Clark’s Emirates has in service and on order 140 of the 318 A380s ordered so far. This high customer concentration, and Emirates’ policy of rotating its fleet every 12-15 years, gives pause to many in the industry about the secondary market and residual value for the huge airplane. Reconfiguration and transition costs for the aircraft, even if a secondary operator can be found, are estimated easily in the $30m-$50m range for a complete cabin makeover, a figure that scares lessors (of which there are several special purpose companies) and lenders alike.
Clark is unconcerned. His view, shaped by the Emirates policy of 12-15 year lives for the A380, Boeing 777 and other aircraft in its fleet, is a real eye-opener to an industry where assumed lives are 25-30 years.

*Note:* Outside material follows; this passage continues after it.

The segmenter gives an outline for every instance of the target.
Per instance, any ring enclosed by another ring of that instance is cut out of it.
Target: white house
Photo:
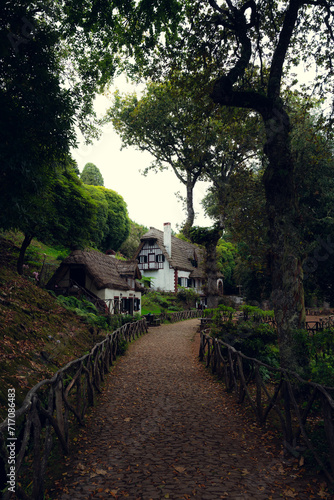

Clark told us that Emirates will simply park these 12-15 year old A380s in the desert.
“The A380, its future life, its RV is something everybody is challenging us on. When Emirates is done with it in 12-15 years, we’ll put them in the desert. We’ll cut them up,” he told us. “For me, we buy those airplanes for the life that’s prescribed for them in the business model. Once that’s over, it’s over, so we have no worries about getting rid of them. You have to worry about them if you are a lessor, they may have concerns. I think Emirates will run these out in 15 years and then do what they will have to be done.”
G2’s Merluzeau predicts that the next three to four years will be a little slow for A380 sales and then will pick up. “This is a 30 year program. We’re at nine years since EIS,” he says.
If there is a future for the A380 in five years, does Merluzeau see a future for the 747-8? He does, “with very limited output, mostly in the freight market. It’s a pretty unique capability for freight,” he says. “I always thought it was a 200 aircraft market. We’re getting close to that number. It definitely will shut down by 2024.” Boeing has net sales of 118 747-8s through September.
Many expect Boeing to announce a production rate cut this year for the 747-8, from 1.5/mo to 1/mo, effective in 2016. Once an order is placed to replace two 747-200s used by the President of the United States for Air Force One and four 747-200-based E4Bs, considered likely in 2017, at that point Boeing is expected to announce program termination, some believe.